A company owns two dealerships, both of which sell cars and trucks. Dealership A sells a total of 225 cars and trucks. Dealership B sells twice as many cars and half as many trucks as the Dealership A, and sells a total of 300 cars and trucks.
An equation for the total cars and trucks for Dealership A:
Let's call the number of cars sold by Dealership A as "x" and the number of trucks sold as "y".
The total number of cars and trucks sold by Dealership A is given as 225. So, we can write the equation:
x + y = 225
Since Dealership B sells twice as many cars as Dealership A, we can write the number of cars sold by Dealership B as 2x. Similarly, Dealership B sells half as many trucks as Dealership A, so we can write the number of trucks sold by Dealership B as 0.5y.

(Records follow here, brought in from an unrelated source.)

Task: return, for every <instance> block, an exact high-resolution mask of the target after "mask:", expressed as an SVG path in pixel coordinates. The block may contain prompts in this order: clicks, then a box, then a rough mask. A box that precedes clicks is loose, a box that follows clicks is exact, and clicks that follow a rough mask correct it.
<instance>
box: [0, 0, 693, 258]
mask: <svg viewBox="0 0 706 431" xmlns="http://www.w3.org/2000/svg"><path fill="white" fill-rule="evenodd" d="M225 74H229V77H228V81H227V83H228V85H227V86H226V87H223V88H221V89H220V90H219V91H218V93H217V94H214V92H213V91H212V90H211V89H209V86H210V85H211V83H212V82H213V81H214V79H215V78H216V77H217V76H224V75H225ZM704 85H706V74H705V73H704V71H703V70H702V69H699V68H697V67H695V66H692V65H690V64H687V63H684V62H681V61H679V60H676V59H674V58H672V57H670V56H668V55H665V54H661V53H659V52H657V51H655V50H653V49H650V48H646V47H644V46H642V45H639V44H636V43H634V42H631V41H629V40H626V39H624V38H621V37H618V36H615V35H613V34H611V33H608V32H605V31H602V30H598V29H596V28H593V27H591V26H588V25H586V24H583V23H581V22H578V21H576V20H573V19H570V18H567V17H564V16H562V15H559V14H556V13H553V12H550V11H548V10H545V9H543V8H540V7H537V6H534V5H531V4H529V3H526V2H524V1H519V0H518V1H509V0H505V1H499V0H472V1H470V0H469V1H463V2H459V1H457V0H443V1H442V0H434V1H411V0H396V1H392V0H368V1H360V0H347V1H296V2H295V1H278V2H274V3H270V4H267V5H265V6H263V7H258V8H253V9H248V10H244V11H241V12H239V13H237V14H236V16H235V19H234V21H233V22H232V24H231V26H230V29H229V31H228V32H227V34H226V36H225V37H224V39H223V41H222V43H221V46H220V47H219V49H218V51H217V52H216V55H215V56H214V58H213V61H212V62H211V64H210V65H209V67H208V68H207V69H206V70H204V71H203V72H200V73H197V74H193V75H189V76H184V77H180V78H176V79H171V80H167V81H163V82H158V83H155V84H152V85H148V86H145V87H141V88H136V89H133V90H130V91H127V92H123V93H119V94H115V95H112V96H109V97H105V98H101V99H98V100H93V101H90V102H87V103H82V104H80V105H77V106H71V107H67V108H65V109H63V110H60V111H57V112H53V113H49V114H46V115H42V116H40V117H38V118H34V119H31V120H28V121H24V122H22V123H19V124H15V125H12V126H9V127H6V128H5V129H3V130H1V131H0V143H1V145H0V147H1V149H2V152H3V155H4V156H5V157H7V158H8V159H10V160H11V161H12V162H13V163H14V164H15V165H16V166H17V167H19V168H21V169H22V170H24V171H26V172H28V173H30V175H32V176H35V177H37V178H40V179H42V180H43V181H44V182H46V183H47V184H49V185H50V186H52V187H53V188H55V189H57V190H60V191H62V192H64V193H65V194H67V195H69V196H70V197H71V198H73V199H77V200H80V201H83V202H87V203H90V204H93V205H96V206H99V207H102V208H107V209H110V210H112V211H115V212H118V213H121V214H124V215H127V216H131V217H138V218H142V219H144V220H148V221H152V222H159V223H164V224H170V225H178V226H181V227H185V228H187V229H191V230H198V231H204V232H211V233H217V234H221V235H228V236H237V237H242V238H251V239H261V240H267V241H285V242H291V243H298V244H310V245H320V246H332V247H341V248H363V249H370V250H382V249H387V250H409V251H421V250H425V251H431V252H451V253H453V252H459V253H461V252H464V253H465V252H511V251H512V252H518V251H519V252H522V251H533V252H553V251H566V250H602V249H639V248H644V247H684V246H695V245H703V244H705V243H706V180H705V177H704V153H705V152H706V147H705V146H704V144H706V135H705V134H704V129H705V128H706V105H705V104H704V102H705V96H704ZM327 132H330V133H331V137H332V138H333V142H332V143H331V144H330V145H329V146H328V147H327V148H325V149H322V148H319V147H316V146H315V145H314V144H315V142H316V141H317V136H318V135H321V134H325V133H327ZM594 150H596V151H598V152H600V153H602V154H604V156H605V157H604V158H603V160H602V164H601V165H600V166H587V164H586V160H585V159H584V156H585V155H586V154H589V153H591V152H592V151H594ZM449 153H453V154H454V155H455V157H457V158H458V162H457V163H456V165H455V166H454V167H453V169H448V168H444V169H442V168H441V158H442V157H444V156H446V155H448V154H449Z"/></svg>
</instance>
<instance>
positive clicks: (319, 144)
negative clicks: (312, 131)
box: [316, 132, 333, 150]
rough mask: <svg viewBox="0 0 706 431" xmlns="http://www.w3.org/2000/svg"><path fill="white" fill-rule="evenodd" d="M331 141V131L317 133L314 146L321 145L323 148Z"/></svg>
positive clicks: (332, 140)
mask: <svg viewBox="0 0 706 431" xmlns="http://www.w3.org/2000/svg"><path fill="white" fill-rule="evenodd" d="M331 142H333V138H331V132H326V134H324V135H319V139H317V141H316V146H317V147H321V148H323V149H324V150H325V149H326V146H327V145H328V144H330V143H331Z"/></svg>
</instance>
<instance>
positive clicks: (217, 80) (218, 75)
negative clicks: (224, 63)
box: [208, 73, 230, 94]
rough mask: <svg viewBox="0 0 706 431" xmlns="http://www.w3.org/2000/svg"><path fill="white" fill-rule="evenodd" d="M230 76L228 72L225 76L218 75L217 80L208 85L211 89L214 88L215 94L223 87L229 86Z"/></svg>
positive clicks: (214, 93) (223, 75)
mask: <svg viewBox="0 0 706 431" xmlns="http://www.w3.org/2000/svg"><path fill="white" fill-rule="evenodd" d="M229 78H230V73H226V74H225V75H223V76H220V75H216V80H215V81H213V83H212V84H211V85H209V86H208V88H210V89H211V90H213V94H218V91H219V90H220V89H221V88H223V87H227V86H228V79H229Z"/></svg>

The total number of cars and trucks sold by Dealership B is given as 300. So, we can write the equation:
2x + 0.5y = 300
These two equations represent the total cars and trucks sold by Dealership A and Dealership B, respectively.
Let's use the variable "c" to represent the number of cars and "t" to represent the number of trucks.
According to the given information, Dealership A sells a total of 225 cars and trucks, which can be expressed as:
c + t = 225
To find the equation for the total cars and trucks sold by Dealership A, let's assign variables to represent the number of cars and trucks.
Let's say "x" represents the number of cars sold by Dealership A.
And let's say "y" represents the number of trucks sold by Dealership A.
The problem states that Dealership A sells a total of 225 cars and trucks. Therefore, we can write the equation:
x + y = 225
This equation represents the total number of cars and trucks sold by Dealership A.